Schmidt believes that Apple and Google battle like countries, not kids with guns. "The press would like to write the sort of teenage model of competitions, which is, 'I have a gun, you have a gun, who shoots first?" Schmidt continued. "The adult way to run a business is to run it more like a country. They have disputes, yet they've actually been able to have huge trade with each other. They're not sending bombs at each other."
"I think both Tim [Cook] and Larry [Page, Google CEO], the sort of successors to Steve [Jobs] and me if you will, have an understanding of this state model," Schmidt explained. "When they and their teams meet, they have just a long list of things to talk about."
"Apple and Google are well aware of the legal strategies of each other," Schmidt replied when asked whether the two companies are discussing a patent-related settlement. "Part of the conversations that are going on all the time is to talk about them. It's extremely curious that Apple has chosen to sue Google's partners [such as Samsung] and not Google itself."

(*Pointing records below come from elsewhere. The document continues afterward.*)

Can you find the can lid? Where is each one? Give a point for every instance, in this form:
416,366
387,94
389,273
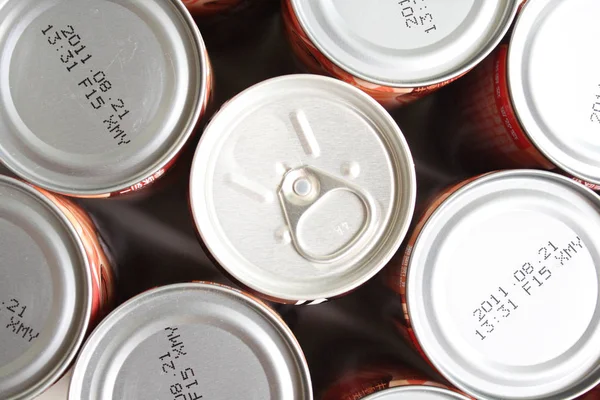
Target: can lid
302,187
97,95
406,43
196,340
45,291
502,287
416,393
540,55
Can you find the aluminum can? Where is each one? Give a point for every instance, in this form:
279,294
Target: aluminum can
387,382
594,394
192,341
489,280
396,51
302,188
212,7
507,116
56,282
98,96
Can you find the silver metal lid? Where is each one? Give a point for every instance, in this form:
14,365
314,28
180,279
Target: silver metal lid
97,95
45,292
416,393
194,341
405,43
302,187
540,55
502,287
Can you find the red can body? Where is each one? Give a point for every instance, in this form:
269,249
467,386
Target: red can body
489,134
359,384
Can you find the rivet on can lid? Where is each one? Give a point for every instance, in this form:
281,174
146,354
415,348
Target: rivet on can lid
502,287
540,56
302,187
200,340
407,43
97,95
45,291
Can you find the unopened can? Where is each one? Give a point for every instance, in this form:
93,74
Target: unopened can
98,96
388,382
499,284
594,394
211,7
508,116
396,51
302,188
192,341
56,282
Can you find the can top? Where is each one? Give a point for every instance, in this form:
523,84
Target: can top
405,43
540,55
193,340
502,287
97,95
45,291
302,187
416,393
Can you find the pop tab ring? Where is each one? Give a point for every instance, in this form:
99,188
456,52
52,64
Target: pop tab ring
305,187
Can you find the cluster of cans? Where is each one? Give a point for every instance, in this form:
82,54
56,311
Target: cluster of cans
302,189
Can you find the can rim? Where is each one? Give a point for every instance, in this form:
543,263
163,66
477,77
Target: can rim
409,192
404,390
517,96
450,75
204,63
411,309
76,344
81,363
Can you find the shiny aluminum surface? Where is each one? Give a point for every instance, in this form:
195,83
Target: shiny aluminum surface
302,187
406,43
45,292
97,95
415,393
540,56
197,340
502,287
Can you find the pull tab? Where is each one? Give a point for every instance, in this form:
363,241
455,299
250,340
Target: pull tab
306,187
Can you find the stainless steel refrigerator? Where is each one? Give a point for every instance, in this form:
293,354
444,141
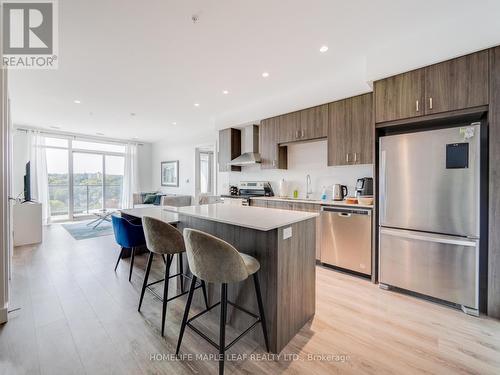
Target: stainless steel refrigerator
429,199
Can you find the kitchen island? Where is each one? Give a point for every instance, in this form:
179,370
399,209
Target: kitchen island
284,244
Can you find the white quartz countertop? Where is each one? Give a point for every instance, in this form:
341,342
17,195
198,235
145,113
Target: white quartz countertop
259,218
157,212
315,201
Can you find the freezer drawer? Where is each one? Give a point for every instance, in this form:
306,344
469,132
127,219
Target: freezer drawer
444,267
346,238
429,181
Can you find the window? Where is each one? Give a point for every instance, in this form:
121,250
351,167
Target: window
84,177
58,176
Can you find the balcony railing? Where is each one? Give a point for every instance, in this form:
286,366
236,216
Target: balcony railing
87,198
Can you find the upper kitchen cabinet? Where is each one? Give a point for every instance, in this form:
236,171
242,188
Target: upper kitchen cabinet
310,123
229,149
272,155
313,122
350,131
400,97
457,84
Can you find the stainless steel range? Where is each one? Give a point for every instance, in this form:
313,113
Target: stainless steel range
247,190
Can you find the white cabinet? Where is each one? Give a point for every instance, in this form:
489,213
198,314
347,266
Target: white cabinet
27,223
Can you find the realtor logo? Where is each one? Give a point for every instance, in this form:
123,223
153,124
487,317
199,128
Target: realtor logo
29,30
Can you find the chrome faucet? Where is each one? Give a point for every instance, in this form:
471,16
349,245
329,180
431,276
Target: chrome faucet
308,186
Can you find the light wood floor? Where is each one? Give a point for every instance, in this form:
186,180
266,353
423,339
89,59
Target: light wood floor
78,316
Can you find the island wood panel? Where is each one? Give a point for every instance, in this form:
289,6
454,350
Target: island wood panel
400,96
494,187
457,84
287,277
296,280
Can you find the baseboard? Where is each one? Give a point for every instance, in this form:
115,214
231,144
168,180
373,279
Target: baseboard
3,315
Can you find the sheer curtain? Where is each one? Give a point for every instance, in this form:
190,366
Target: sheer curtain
130,176
39,178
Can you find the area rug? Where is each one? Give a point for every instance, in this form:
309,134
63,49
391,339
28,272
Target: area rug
82,231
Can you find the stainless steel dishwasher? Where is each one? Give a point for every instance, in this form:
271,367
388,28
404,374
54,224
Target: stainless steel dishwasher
346,238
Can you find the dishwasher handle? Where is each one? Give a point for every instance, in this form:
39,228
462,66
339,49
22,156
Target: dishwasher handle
345,212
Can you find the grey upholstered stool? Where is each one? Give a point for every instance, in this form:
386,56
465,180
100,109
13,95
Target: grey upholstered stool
215,261
164,239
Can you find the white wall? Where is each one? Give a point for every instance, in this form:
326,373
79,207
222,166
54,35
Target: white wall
20,151
183,151
303,159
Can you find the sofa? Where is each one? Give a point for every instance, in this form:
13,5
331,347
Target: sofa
144,200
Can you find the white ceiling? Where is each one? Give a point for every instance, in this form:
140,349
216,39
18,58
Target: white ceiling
147,57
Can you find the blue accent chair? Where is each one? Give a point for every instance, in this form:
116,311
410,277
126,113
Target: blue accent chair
129,235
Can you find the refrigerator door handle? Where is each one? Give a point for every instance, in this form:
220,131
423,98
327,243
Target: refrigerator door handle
383,186
429,238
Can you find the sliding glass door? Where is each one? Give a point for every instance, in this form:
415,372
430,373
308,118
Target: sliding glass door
88,172
84,176
97,182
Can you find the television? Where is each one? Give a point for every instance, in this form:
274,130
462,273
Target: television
27,183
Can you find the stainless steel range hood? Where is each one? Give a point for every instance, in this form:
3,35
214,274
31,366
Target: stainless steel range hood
250,147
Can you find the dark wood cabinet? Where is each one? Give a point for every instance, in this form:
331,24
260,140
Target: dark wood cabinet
399,97
457,84
229,148
272,155
350,131
313,122
310,123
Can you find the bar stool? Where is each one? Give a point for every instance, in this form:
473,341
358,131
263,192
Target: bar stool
129,235
164,239
215,261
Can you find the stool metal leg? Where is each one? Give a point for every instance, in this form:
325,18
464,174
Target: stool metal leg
186,313
131,264
261,310
222,335
119,257
205,295
165,293
181,270
146,277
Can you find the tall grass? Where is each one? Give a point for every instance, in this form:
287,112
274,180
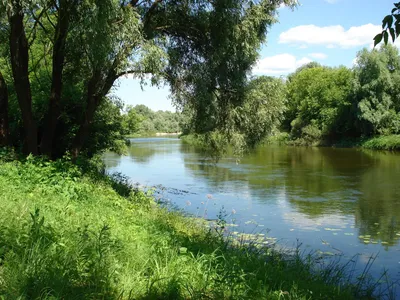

Schmidt explained that patent litigation between Apple and Google will likely continue "for a while," but that the two companies will be fine. The real losers are start up technology businesses, he said. "How is he or she going to be able tot get the patent coverage necessary to offer version one of their product?" he asked. "That's the real consequence of this."
Schmidt said that he sees Siri, Apple's voice activated assistant, as competition to Google search, and that it is something Google does worry about.
When asked for his thoughts on Microsoft's new Windows 8 and Windows Phone 8, Schmidt said that he hasn't yet used it, but he noted "Microsoft has not emerged as a trendsetter in this new model yet."